Global inflation has been declining for a variety of reasons over recent decades…

On top of these long-term trends towards lower rates, adverse cyclical events – especially during and post the GFC – have driven many central banks to reduce interest rates to their effective lower bound (Figure 4) as a means to stimulate demand i.e., to continue to meet their inflation mandate…

As central banks’ policy rates approached their effective lower bounds, they have had to find other ways to influence peoples’ spending/saving habits, the exchange rate, the slope of yield curve, and the flow of credit through their economies. A growing number of central banks have gradually introduced a set of new monetary policy measures – that are coined as ‘unconventional monetary policy tools’ – to continue to meet their inflation mandate (Table 1).

These tools came under the general headings of: negative interest rate policies; lending operations to banks; large scale asset purchase programmes (otherwise known as ‘quantitative easing’); and forward guidance (telling people what the central bank intends to do and for how long)…

The key outcomes were that interest rates on government bonds and corporate debt instruments did decline, stimulating spending. There was also a smaller, but positive, impact on credit availability. Monetary policy has been effective at stimulating economic activity even when the effective lower bound on interest rates has been met…

At present inflation in New Zealand is near the mid-point of our target range of 1 to 3 percent annual CPI inflation. The level of employment is also at, if not slightly above, our estimate of the maximum sustainable level. Achieving these targets has in large part been down to our setting of the OCR at 1.0 percent, well below our estimate of the ‘neutral rate’ of around 3 percent.

In our February Monetary Policy Statement we also outlined our thoughts for the economy ahead, noting good economic support from both monetary and fiscal policy, household wealth and spending, and New Zealand’s strong terms of trade.10

Of course, we also remain humble as to our ability to predict the future, and I reiterate that on the basis of our historical forecast errors, the chance that the short-term interest rate in New Zealand could be 1 percent lower than now in two years’ time is around 20 percent. That means while an effective zero bound for interest rate is far from the most likely outcome in New Zealand, it can’t be ruled out. This is not a prediction, just a statistical observation outlining the challenges of setting monetary policy.

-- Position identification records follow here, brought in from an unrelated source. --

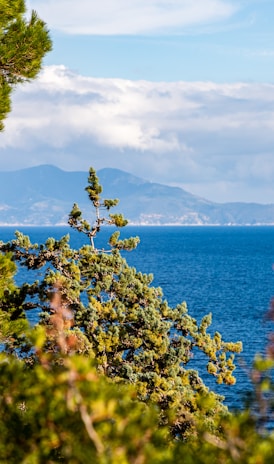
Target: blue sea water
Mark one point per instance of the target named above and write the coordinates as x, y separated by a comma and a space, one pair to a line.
227, 271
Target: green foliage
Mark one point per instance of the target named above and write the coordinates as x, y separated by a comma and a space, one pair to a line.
106, 374
13, 323
133, 334
23, 44
62, 410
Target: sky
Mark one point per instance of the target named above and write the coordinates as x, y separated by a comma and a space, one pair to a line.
179, 92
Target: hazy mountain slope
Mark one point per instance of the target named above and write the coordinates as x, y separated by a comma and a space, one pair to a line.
45, 194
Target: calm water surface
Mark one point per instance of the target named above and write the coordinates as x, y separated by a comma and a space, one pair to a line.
227, 271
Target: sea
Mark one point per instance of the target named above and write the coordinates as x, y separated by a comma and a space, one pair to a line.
226, 271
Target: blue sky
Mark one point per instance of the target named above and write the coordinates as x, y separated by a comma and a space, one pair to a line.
179, 92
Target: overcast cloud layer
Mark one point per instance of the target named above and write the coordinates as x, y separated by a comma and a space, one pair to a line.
107, 17
215, 140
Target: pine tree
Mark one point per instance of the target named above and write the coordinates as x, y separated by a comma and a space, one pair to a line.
23, 44
123, 321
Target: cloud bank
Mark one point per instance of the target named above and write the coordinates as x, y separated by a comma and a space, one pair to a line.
216, 140
131, 17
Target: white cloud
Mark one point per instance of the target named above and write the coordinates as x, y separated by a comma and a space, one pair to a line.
200, 134
107, 17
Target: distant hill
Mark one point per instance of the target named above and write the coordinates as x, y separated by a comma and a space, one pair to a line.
44, 195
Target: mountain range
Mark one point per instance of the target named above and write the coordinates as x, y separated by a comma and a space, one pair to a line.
44, 195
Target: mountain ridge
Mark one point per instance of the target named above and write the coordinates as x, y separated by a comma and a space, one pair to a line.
44, 195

An inability to predict what might happen next is no excuse for not preparing for what could happen. That’s true for businesses, governments and central banks. It is in light of both economic theory and recent global experience that we have been assessing what alternative monetary policy tools may be available to the Reserve Bank of New Zealand – and their relative desirability. We are fortunate, unlike many other OECD economies, to have the time to prepare for such possible needs.

The work we have been pursuing has involved:

  • Identifying the suite of possible ‘unconventional monetary policy tools’ available to us;
  • Defining and making explicit the criteria we would assess these tools with, against both each other and also alternative policies all together (e.g., fiscal policy options);
  • Considering the relative benefits and costs of the tools, so as to operate on a ‘least surprise’ basis, and to ensure we are working in collaboration and with the agreement of the fiscal authorities;
  • Considering not just the monetary policy efficacy of the tools, but also broader considerations related to our financial stability and efficiency mandate; and
  • Ensuring the tools are actually able to be utilised, including working with the important financial institutions that make up our system…

The Reserve Bank of New Zealand has not, and still does not, need to use alternative monetary policy instruments to the OCR. But it is best to be prepared.

While New Zealand’s economy is stronger than Australia’s, and its cash rate is higher (1.0%), it does face many of the same risks from the coronavirus pandemic. These include:

  • a supply side shock as North Asia shuts;
  • a collapse in tourism and education;
  • a brick wall stall for new property sales;
  • an ongoing equity market crash;
  • falling retail sales;
  • big falls in commodity prices;
  • a stall in migration flows;
  • stalling and falling property prices through winter;
  • household deleveraging; and
  • a private investment freeze.

Thus, it could be a matter of when, not if, the RBNZ resorts to unconventional monetary policy.